GÖRÜNTÜDE hukuki, yaşandığı biçimde sosyal bir mesele olsa da, "türban meselesi" yeniden dağıtım sorununu çözememiş Türkiye açısından temelde bir ekonomik sorundur.
Taraflar gelirin yeniden dağıtımını temin edip yeni dağıtım üzerinde mutabakat sağlayana dek çatışma devam edecektir.
Bugünkü görünen alan üniversitedir.
Eğer, temeldeki çatışma sonuçlanmadan türbanlı kızlarımız üniversiteye gitme hakkı kazanırsa, bilahare "üniversitede okuyarak meslek kazanma hakkı verilmiş türbanlıların neden mesleklerini kamu görevlerinde icra edemeyecekleri" sorgulanacaktır.

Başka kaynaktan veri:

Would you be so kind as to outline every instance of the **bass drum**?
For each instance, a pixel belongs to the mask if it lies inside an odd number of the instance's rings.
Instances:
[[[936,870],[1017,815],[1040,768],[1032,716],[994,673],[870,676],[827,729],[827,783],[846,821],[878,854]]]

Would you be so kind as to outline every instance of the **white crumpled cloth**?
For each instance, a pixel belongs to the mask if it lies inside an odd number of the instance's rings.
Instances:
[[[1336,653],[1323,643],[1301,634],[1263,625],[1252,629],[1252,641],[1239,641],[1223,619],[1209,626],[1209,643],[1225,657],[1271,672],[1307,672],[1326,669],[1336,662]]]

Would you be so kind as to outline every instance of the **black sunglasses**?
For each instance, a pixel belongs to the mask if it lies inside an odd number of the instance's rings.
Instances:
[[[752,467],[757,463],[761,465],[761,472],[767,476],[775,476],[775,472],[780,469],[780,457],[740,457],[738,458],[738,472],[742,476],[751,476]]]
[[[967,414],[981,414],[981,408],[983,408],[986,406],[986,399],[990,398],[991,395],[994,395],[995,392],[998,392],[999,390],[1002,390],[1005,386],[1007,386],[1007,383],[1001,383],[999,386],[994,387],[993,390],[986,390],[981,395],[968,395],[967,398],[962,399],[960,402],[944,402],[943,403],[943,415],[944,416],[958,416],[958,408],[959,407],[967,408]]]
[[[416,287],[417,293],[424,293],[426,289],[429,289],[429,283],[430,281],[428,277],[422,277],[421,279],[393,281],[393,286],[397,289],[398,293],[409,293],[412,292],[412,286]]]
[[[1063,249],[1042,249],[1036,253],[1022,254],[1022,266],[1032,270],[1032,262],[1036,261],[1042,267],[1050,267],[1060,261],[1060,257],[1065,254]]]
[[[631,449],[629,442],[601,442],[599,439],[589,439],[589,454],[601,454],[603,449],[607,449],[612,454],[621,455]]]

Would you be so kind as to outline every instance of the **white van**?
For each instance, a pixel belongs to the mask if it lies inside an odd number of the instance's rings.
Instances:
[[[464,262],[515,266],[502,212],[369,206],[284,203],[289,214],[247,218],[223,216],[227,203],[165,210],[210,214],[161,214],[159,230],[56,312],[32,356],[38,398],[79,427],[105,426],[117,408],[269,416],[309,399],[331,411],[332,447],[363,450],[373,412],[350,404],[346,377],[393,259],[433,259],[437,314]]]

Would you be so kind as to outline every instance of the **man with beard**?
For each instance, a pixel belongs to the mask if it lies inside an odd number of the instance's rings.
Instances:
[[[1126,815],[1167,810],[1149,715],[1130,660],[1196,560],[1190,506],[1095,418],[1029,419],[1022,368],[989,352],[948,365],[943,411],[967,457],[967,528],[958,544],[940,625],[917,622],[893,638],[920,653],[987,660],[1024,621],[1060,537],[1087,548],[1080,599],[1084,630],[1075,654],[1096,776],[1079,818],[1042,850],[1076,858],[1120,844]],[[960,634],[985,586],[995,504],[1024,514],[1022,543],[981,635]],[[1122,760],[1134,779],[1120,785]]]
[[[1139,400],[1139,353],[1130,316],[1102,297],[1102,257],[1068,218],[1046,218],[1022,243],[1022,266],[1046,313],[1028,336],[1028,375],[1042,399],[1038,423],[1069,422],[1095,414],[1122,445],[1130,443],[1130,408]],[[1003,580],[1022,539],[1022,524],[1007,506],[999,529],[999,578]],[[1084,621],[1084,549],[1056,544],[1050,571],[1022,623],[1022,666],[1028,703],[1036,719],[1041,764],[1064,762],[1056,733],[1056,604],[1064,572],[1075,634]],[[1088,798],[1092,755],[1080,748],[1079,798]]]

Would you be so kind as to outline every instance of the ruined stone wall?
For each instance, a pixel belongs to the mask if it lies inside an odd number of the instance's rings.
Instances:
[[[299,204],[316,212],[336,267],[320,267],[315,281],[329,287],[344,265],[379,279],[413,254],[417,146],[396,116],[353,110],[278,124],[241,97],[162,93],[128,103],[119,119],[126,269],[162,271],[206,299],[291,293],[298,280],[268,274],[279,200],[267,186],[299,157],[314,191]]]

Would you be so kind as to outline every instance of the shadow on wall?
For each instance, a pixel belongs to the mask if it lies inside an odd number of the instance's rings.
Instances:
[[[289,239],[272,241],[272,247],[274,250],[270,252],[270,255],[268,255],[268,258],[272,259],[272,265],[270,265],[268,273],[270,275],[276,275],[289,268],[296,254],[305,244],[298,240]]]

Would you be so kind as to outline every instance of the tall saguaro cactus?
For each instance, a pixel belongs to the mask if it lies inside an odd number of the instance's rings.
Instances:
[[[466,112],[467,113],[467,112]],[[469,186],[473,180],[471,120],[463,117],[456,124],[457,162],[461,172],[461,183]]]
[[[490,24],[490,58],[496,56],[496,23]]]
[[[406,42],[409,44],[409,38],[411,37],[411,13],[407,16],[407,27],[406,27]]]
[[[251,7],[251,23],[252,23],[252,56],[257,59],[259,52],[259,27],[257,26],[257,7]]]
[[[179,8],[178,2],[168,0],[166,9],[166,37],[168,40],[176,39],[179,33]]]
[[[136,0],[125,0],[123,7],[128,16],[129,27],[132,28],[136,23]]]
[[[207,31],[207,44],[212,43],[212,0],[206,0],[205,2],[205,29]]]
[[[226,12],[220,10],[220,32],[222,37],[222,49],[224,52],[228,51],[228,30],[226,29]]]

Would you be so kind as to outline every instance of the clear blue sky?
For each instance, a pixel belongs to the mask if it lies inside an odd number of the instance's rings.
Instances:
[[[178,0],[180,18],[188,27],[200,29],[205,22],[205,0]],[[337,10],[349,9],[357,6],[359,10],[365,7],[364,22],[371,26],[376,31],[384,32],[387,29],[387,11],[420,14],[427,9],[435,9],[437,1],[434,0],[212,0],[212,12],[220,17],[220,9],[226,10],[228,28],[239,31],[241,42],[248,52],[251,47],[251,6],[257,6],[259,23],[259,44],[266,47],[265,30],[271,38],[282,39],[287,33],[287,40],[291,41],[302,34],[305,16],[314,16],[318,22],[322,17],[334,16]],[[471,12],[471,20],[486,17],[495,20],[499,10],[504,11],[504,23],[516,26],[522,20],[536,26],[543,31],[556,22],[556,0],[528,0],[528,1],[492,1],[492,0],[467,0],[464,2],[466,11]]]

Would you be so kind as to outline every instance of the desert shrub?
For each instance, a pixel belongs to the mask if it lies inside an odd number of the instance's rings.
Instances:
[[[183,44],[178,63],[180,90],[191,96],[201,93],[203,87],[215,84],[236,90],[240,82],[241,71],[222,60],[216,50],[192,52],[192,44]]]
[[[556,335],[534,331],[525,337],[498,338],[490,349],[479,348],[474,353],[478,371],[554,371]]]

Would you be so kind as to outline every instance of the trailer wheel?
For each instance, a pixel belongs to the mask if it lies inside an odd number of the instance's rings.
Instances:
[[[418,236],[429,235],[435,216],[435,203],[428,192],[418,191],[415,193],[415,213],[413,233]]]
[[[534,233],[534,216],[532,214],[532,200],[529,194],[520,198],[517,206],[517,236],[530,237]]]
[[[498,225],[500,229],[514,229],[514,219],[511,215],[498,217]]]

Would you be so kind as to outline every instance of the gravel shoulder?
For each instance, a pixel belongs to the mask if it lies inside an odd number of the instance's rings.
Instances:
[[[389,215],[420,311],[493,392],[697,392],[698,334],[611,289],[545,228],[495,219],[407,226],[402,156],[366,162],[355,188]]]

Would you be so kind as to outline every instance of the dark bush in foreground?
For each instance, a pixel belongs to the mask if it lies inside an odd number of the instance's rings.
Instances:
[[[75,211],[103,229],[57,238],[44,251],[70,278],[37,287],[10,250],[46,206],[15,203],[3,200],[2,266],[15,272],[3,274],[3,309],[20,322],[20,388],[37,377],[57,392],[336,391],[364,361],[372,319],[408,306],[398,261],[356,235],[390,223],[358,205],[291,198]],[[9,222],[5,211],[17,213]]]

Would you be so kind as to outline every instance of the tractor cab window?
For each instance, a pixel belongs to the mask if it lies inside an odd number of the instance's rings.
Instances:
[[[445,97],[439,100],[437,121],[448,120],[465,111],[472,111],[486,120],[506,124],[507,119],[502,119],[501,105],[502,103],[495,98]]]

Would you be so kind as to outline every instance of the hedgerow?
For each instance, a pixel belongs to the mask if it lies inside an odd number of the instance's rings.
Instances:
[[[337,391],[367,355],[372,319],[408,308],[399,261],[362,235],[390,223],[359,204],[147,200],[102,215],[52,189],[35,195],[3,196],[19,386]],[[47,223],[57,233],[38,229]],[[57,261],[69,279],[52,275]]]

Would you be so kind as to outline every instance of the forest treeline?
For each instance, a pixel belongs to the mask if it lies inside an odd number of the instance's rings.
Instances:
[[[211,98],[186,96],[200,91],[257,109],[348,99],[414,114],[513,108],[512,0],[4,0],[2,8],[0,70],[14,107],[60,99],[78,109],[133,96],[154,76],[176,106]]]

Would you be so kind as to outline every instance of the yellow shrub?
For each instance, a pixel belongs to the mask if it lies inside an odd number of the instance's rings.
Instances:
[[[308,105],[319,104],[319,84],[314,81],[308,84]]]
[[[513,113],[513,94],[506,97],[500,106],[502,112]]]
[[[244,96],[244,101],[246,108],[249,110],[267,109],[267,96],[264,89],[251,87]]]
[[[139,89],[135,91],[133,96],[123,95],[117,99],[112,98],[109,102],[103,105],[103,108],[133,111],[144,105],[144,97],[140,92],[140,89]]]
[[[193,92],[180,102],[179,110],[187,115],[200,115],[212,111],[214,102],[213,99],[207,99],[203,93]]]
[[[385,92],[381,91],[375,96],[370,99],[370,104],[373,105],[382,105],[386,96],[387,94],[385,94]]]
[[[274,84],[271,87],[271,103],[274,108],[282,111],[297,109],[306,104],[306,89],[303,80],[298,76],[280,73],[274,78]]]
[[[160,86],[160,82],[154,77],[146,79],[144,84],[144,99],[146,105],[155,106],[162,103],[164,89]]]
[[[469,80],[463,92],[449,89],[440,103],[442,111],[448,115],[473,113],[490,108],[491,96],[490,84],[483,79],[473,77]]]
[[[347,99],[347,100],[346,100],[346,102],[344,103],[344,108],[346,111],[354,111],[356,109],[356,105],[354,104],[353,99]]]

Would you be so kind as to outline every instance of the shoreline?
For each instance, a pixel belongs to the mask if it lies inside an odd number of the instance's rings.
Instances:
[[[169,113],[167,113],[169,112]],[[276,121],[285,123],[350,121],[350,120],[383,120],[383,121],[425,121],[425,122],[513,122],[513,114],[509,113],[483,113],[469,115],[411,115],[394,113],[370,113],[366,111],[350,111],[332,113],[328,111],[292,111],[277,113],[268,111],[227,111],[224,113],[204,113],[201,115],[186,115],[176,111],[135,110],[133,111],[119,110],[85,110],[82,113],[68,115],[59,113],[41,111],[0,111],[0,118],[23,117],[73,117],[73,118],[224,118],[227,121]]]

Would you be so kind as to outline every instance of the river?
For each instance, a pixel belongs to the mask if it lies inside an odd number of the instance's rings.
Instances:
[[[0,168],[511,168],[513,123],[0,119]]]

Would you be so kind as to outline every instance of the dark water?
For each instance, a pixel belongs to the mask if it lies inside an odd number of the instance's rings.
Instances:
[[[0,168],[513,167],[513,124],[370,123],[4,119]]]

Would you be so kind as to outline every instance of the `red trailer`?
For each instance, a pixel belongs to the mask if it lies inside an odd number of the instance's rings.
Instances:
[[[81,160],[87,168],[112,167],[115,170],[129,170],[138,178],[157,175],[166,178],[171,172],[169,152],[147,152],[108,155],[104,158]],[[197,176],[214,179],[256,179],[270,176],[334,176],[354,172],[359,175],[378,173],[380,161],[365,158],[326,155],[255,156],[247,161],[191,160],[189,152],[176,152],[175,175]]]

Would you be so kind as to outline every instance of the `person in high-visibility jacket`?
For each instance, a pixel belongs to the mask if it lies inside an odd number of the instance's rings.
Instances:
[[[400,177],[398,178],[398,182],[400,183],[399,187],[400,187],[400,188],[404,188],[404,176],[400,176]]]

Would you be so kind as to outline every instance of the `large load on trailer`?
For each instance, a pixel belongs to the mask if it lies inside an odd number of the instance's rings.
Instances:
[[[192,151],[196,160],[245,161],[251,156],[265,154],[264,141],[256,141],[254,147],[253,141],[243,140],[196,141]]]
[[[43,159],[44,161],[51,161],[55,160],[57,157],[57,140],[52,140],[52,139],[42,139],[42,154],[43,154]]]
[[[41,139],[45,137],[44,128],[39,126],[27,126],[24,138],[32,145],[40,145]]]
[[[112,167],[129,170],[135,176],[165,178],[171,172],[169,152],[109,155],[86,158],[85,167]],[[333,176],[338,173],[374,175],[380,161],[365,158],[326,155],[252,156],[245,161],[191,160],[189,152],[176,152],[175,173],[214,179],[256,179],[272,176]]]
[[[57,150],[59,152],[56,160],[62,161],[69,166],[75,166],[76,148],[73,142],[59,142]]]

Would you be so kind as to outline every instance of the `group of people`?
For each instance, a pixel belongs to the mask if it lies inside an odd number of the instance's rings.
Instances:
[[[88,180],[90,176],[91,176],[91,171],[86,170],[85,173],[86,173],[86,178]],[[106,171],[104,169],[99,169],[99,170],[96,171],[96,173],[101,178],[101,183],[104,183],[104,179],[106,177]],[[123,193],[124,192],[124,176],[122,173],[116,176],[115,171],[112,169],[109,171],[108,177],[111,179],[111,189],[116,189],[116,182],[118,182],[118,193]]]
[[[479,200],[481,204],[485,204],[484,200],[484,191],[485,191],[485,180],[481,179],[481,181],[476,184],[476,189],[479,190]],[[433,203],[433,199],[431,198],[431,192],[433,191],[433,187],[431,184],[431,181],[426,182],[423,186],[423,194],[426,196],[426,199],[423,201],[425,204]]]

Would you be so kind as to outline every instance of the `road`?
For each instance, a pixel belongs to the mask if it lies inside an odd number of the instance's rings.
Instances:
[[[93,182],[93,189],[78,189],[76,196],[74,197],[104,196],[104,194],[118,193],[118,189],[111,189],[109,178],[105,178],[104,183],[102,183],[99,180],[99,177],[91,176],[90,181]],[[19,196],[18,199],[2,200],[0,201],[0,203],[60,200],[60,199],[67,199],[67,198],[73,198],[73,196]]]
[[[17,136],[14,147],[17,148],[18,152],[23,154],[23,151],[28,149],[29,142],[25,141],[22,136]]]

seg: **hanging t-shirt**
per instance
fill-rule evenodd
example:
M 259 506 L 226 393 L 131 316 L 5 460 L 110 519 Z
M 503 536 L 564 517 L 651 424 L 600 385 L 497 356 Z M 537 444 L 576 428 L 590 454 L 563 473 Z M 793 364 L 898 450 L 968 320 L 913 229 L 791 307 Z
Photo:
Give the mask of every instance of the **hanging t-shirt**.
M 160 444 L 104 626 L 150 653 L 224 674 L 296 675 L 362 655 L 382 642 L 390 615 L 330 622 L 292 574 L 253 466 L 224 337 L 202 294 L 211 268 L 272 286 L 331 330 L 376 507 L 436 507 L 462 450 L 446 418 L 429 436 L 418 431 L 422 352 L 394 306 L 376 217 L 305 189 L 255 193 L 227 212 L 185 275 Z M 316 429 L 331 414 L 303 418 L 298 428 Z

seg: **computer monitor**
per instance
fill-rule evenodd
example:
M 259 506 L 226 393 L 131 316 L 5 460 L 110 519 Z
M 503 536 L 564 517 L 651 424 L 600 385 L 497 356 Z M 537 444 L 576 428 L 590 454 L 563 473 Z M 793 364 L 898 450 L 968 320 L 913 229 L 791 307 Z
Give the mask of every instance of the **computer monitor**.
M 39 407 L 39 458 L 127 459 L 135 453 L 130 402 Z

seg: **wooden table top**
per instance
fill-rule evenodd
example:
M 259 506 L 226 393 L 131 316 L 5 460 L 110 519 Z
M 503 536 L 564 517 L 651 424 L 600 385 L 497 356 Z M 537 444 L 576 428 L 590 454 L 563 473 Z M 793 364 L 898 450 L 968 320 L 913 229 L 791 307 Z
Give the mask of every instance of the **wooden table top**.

Sakın yanlış anlamayın. Türban bir inanç meselesi değildir, demiyorum. Sosyal boyutunu da inkár etmiyorum. Ama ayrışım, özünde "paylaşım meselesi"dir, diyorum.
Daha önceleri de yazdığım gibi eski bir TV dizisinden hareketle sosyolojik itilmiş ile ekonomik kakılmışın aslında karı-koca olduğunu söylemeye çalışıyorum.
Çoğumuzun neredeyse unuttuğu gelir dağılımındaki muazzam bozukluk, tarafların adil bulduğu bir seviyeye erişmedikçe ben bu kavganın bitmeyeceğine inanıyorum.
Sosyal demokratların bu alanı sağdaki partilere teslim etmiş olması da Türkiye’nin en büyük garabetlerinden birisidir.
Çatışma, klasik Marksist tanımlama ile emek-sermaye çatışması da değildir, çok daha karmaşık seviyede Cumhuriyet’i bürokrasinin kurması sonucu merkez-taşra, mülkiyet sahipliği-yoksunluğu, eğitim farkı ile oluşan alt grup meslekler-üst grup meslekler, şehirleşme süreci içinde şehirli-köylü vb. olarak belirginlik kazanmıştır.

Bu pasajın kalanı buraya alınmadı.